Addressing the Indian diaspora at the ‘Sawasdee PM Modi’ event in Bangkok, Thailand, Prime Minister Modi has reiterated his government’s views to bring both nations closer by transforming India’s Northeast region into the gateway to Southeast Asia.
“Once the Indo-Myanmar-Thailand highway i.e. Trilateral Highway starts, there will be seamless connectivity between North East India and Thailand is. This will increase trade, tourism as well as tradition in this region.
“We are developing Northeast India as a gateway to Southeast Asia. This part of India will give strength to both our Act East Policy and Thailand’s Act West Policy,” he said.
“Today, the average flight time between any two destinations of both countries is 2 to 4 hours. This is like if you are flying between two places in India itself. About 300 flights operate between the two countries every week. 18 destinations in India are directly connected to Thailand today,” he added.

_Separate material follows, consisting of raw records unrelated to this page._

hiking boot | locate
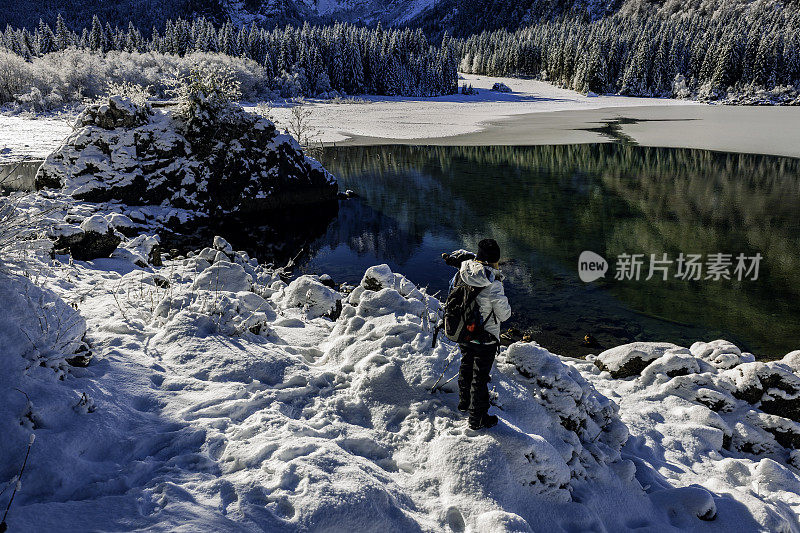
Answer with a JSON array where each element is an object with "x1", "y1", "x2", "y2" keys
[
  {"x1": 458, "y1": 400, "x2": 469, "y2": 413},
  {"x1": 469, "y1": 415, "x2": 497, "y2": 430}
]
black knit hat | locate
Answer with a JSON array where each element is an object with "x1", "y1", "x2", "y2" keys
[{"x1": 475, "y1": 239, "x2": 500, "y2": 263}]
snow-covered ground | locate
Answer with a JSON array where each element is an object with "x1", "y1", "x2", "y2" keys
[
  {"x1": 6, "y1": 74, "x2": 800, "y2": 163},
  {"x1": 0, "y1": 74, "x2": 699, "y2": 163},
  {"x1": 0, "y1": 114, "x2": 74, "y2": 164},
  {"x1": 0, "y1": 194, "x2": 800, "y2": 532},
  {"x1": 262, "y1": 74, "x2": 702, "y2": 144}
]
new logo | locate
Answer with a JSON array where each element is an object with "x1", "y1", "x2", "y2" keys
[{"x1": 578, "y1": 250, "x2": 608, "y2": 283}]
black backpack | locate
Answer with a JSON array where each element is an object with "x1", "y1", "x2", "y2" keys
[{"x1": 434, "y1": 276, "x2": 494, "y2": 344}]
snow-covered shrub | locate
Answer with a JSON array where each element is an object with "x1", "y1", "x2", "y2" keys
[
  {"x1": 106, "y1": 81, "x2": 152, "y2": 106},
  {"x1": 168, "y1": 66, "x2": 242, "y2": 135},
  {"x1": 0, "y1": 50, "x2": 33, "y2": 103},
  {"x1": 0, "y1": 272, "x2": 86, "y2": 379},
  {"x1": 672, "y1": 72, "x2": 692, "y2": 98},
  {"x1": 0, "y1": 48, "x2": 272, "y2": 109}
]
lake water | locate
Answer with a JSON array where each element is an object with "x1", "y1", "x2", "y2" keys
[
  {"x1": 301, "y1": 144, "x2": 800, "y2": 358},
  {"x1": 6, "y1": 144, "x2": 800, "y2": 358}
]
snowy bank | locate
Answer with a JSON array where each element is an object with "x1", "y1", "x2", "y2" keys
[{"x1": 0, "y1": 190, "x2": 800, "y2": 531}]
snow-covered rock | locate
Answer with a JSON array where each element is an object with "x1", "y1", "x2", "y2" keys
[
  {"x1": 281, "y1": 276, "x2": 342, "y2": 318},
  {"x1": 36, "y1": 97, "x2": 337, "y2": 216},
  {"x1": 111, "y1": 234, "x2": 162, "y2": 268},
  {"x1": 0, "y1": 202, "x2": 800, "y2": 531},
  {"x1": 689, "y1": 339, "x2": 755, "y2": 370},
  {"x1": 192, "y1": 261, "x2": 253, "y2": 292},
  {"x1": 492, "y1": 82, "x2": 511, "y2": 93}
]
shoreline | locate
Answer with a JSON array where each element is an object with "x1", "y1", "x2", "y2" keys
[
  {"x1": 335, "y1": 106, "x2": 800, "y2": 158},
  {"x1": 6, "y1": 74, "x2": 800, "y2": 164}
]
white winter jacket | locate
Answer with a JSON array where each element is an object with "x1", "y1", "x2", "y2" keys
[{"x1": 458, "y1": 259, "x2": 511, "y2": 340}]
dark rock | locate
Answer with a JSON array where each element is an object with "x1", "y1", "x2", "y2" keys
[
  {"x1": 36, "y1": 97, "x2": 338, "y2": 216},
  {"x1": 69, "y1": 229, "x2": 122, "y2": 261}
]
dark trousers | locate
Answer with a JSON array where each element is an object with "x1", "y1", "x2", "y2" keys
[{"x1": 458, "y1": 343, "x2": 497, "y2": 422}]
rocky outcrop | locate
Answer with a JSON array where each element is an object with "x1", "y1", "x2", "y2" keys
[{"x1": 36, "y1": 96, "x2": 338, "y2": 215}]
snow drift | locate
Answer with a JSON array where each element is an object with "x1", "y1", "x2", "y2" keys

The India–Myanmar–Thailand Trilateral Highway will be connecting Moreh, India with Mae Sot, Thailand via Myanmar and is expected to be a huge boost to trade and commerce in the ASEAN–India Free Trade Area, as well as with the rest of Southeast Asia. Commerce with South and East Asian nations accounts for almost 45% of India’s foreign trade.
A highway connecting Moreh in India to Mae Sot via Myanmar was first proposed at a trilateral ministerial meeting on transport linkages in Yangon in April 2002. The length of the four-lane highway is approximately 1,360 km.
A 160 km long India–Myanmar Friendship Road, linking Moreh-Tamu-Kalemyo-Kalewa, was officially inaugurated on 13 February 2001 which now forms a part of the trilateral highway. This road was built by Indian Army’s BRO. The BRO maintained the road until 2009, when it was transferred to the Myanmar government.
India and Myanmar had signed an MoU in 2016 under which India is supposed to fund the construction of 69 bridges, including approach roads in the Tamu-Kyigone-Kalewa section (149.70 km) of the highway, and also upgrade the Kalewa-Yagyi section of 120.74 km. India also provided funding for the renovation of 73 bridges along the route in Myanmar that were originally built during World War II. Both the countries signed an agreement to speed up construction of the highway on 29 August 2016.
The 25.6 km long Myawaddy-Thinggan Nyenaung-Kawkareik section of the highway which was inaugurated by Thai and Myanmar officials on 30 August 2015 reduced travel time between Thinggan Nyenaung and Kawkareik from three hours to 45 minutes. Construction on the section had begun in 2012 and on the same day, a foundation stone laying ceremony was held at Myawaddy, Myanmar to mark the beginning of construction of the Myanmar-Thailand Friendship Bridge No.2 that links Mae Sot, Thailand with Myawaddy.
In February 2017, Myanmar approved a proposal from the Thai government permitting it to upgrade a 68 km section of the road between Thaton in Mon State and Ein Du in Kayin State. The upgrade is being financed by Thailand at a cost of US$51 million. Under the project, the road will be widened and its surface improved. Myanmar also requested Thailand to assist in the development of other sections of the highway.
This Highway when functioning optimally will also boost local industries in Northeast India, with people reaping the benefits of increased movement of goods and services through the region. India has also proposed extending the highway to Cambodia, Laos and Vietnam, the highway is also proposed to link several ports along its route and boost trade and tourism in the region. India is also a part of BIMSTEC, East Asia Summit, Mekong-Ganga Cooperation, United Nations Economic and Social Commission for Asia and the Pacific, Asian Highway Network and the Trans-Asian Railway network and India has embarked on several projects aimed at improving its connectivity with nations to its east.
India is also in talks with Thailand and other Southeast Asian nations regarding deeper strategic cooperation; In what could come as a big boost to India’s defence exports, official sources had earlier indicated towards Thailands interest in purchasing of BrahMos supersonic cruise missiles.
Diplomatic sources had said, “Negotiations are on. It may not happen this year, but most likely next year.” Thailand expressed interest in the BrahMos supersonic cruise missile some time back, however discussions have picked up after Royal Thai Navy Chief Admiral Ruddit’s visit to India in December last year. It must be noted that the navies of the two countries are also working in close co-operation in the areas of disaster risk management, maritime security safety, information sharing and interoperability. As part of the growing defence co-operation between the two countries, Thailand has also requested India for repair and refurbishment of their Dornier maritime patrol aircraft. As per a defence source, “A joint team of Indian Navy, Bharat Electronics Limited and Hindustan Aeronautics Limited visited Thailand in mid-June to discuss the issue.”
Nonetheless the Modi administration over the past few years has certainly shifted focus to the east of India which for long has remained a passive element in India’s foreign policy. Coupled , with change in perspective India surely has been moving towards an environment of greater co-operation with its neighbours to the east and accelerated efforts towards completion of Indo-Myanmar-Thailand highway is certainly one such step.